The graph above, obtained from Google Trends, shows the popularity of the term ‘Machine Learning’ on the internet in the last 5 years. According to the graph, the term Machine Learning has become extremely popular in the last few years and if you have followed any of the happenings in the tech world you would not be surprised. Machine Learning is one of the most talked about and hyped topics in the tech world. From Elon Musk to Sundar Pichai, everyone is talking about how Machine Learning is the future and almost everyone in the tech space is rushing to get in on the action. But why is this? why has Machine Learning become so popular in the last few years?

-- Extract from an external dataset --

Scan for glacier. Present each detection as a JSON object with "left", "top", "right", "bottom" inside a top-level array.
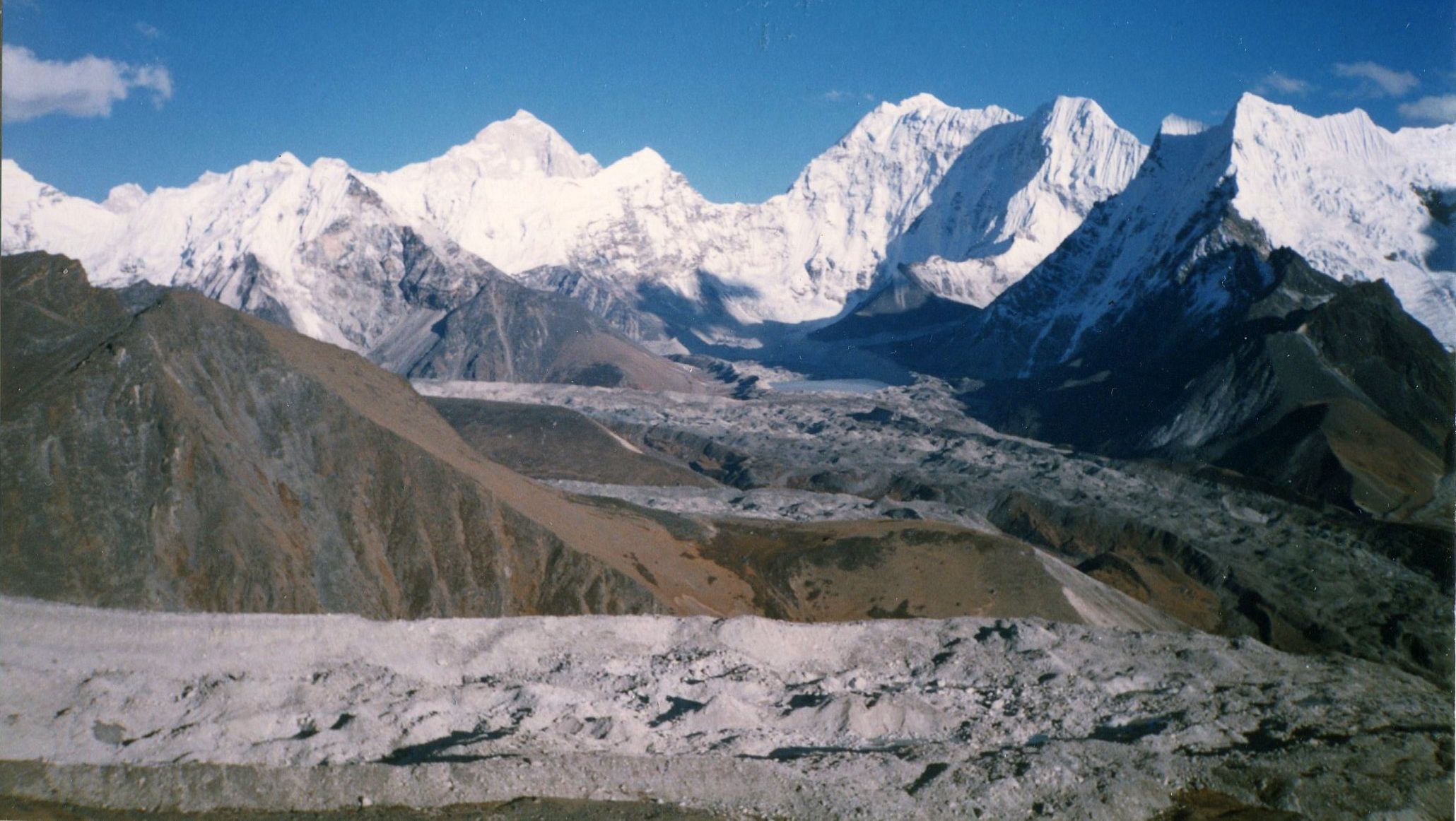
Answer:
[{"left": 0, "top": 95, "right": 1456, "bottom": 353}]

The answer to the recent popularity of ML is Big Data. In the last 300,000 years, since the birth of the human species, until the year 2005, humans had created 130 Exabytes of data, including the words we have spoken, the books we have written, the art we have created, and all the other content we have produced. This might not seem too impressive at first, but just keep reading… The Amazon rain forest is made up of 1.4 billion acres of trees, each of which has around 500 trees. This means that there are around 700 billion trees in the entire rain forest. Hypothetically, if you cut down all of these trees make paper out of it and fill it with words, then those pages will hold 1-2 Petabytes of data and 1 Exabyte is 1000 times the size of a Petabyte.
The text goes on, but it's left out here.